Engaging with the local community and adopting a non-confrontational approach can help retailers reduce crime and antisocial behaviour in stores, retailers were told last week.

Delegates at the Association of Convenience Stores' (ACS) Community Action Forum in Birmingham last week heard how good relationships were more effective than shelling out on highly visible security measures.

Speaking at the forum, community retailer Nigel Dowdney said that being a high-profile figure in his area ensured he was rarely troubled by anti-social behaviour. "I know virtually every local child and their parents by name and they know me, so I hardly ever get any problems," he said.

Nisa-Today's group symbol director John Heagney also emphasised the importance of having a positive relationship with local police.

"Sometimes retailers build walls against the police. This doesn't make sense and will ultimately work against them," he said. "When I used to own my own stores I encouraged officers to come in and have a cup of tea.
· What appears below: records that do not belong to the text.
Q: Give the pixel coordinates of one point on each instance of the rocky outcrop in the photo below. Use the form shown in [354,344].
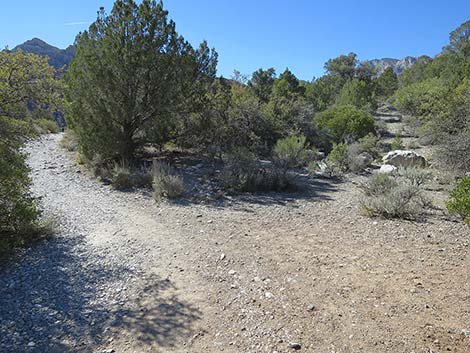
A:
[387,169]
[397,65]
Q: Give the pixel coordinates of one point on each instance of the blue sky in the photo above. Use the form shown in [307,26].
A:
[249,34]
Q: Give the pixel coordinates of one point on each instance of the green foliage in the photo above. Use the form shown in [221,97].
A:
[345,123]
[291,152]
[358,93]
[69,141]
[166,182]
[25,78]
[261,83]
[243,173]
[425,100]
[415,73]
[397,196]
[459,201]
[370,144]
[288,86]
[131,80]
[121,177]
[323,91]
[338,157]
[46,126]
[397,143]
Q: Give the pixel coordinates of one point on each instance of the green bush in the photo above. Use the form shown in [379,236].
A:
[243,173]
[459,201]
[20,221]
[166,182]
[396,196]
[121,177]
[397,143]
[425,100]
[346,123]
[46,126]
[358,93]
[338,157]
[69,141]
[292,151]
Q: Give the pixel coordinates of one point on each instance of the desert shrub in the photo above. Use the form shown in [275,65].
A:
[358,159]
[414,176]
[121,177]
[370,144]
[141,178]
[166,182]
[455,151]
[46,126]
[358,93]
[395,196]
[20,222]
[397,143]
[243,173]
[362,153]
[69,141]
[345,123]
[459,201]
[425,100]
[338,157]
[292,151]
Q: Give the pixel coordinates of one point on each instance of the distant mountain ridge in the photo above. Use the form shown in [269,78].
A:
[57,57]
[397,65]
[62,57]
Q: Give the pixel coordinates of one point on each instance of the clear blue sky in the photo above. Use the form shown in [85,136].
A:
[249,34]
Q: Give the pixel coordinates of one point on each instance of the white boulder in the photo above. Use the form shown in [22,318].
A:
[387,169]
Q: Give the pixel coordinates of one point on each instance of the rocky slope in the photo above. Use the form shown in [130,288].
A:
[398,65]
[57,57]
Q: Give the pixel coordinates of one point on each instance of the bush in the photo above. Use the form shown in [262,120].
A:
[362,153]
[397,143]
[166,183]
[425,100]
[20,222]
[399,196]
[292,151]
[243,173]
[46,126]
[121,177]
[346,123]
[338,157]
[459,201]
[69,141]
[358,93]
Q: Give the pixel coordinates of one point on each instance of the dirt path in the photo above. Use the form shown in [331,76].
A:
[252,274]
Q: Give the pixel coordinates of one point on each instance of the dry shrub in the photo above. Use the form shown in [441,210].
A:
[396,196]
[243,173]
[166,182]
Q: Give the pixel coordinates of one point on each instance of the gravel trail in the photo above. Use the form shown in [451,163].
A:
[266,273]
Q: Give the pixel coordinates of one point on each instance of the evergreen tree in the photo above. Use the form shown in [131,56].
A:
[133,79]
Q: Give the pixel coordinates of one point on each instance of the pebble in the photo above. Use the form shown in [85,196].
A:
[311,307]
[295,346]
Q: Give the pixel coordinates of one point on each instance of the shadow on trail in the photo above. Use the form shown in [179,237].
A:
[311,189]
[59,297]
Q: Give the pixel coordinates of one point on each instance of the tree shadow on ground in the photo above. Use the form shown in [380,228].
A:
[60,297]
[307,188]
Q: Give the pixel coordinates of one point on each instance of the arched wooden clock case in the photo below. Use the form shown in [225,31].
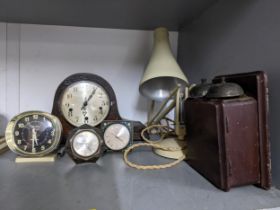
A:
[67,127]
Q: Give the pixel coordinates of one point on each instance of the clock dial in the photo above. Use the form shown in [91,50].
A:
[33,133]
[117,136]
[85,102]
[86,143]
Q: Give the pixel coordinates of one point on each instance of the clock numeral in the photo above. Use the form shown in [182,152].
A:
[21,125]
[70,112]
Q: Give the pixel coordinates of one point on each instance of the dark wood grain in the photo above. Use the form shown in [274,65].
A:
[255,84]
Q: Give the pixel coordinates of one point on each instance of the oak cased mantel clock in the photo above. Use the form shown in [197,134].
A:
[84,98]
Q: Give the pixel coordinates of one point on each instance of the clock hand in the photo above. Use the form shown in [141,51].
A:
[90,97]
[34,136]
[117,137]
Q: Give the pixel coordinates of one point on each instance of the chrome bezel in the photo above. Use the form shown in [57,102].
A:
[100,142]
[9,133]
[107,124]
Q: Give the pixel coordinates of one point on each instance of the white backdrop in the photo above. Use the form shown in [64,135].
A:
[36,58]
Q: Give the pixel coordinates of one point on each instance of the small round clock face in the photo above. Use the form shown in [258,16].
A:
[85,102]
[116,136]
[85,143]
[33,134]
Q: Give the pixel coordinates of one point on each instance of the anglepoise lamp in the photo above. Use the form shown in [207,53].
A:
[163,80]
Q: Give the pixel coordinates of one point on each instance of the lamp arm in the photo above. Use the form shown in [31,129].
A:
[152,119]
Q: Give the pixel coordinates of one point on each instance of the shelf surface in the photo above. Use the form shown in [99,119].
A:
[111,185]
[127,14]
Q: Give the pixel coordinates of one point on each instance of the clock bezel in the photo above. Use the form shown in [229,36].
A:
[10,139]
[127,123]
[67,127]
[74,155]
[70,86]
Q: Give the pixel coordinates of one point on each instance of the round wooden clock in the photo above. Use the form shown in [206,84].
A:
[84,98]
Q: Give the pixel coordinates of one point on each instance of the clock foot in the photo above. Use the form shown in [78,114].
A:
[46,159]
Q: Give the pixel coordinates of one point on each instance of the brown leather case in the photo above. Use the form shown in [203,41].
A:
[255,85]
[223,140]
[228,139]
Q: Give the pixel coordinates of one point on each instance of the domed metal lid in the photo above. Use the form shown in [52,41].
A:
[200,90]
[224,90]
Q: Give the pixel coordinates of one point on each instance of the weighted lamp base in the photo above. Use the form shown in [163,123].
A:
[172,143]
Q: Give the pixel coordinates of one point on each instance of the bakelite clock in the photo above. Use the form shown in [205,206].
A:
[85,144]
[84,98]
[117,134]
[33,133]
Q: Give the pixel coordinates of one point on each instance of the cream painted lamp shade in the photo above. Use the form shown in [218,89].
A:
[162,74]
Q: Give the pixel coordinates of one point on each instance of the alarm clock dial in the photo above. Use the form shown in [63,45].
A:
[85,102]
[33,134]
[117,136]
[86,143]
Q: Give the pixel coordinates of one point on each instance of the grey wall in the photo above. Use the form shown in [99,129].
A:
[238,36]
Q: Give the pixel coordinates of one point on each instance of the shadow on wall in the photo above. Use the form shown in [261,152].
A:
[3,124]
[198,39]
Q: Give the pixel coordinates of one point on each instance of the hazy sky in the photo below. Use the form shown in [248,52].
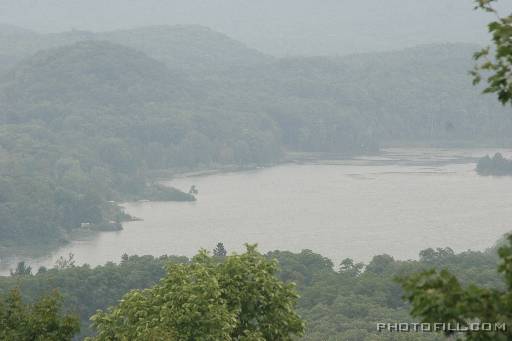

We built up a fantastic relationship that way. Response times were fast, and it also meant that thieves and shoplifters left my store well alone."

Midcounties Co-operative retail operations manager Mike Abbott added that treating people with respect and adopting a non-confrontational approach to crime and customers also seemed to work wonders.

"Bizarrely, we've found that removing security guards from stores can help reduce crime," he said. "Putting a guard outside a door can actually antagonise customers and aggravate situations. A little respect goes a long way."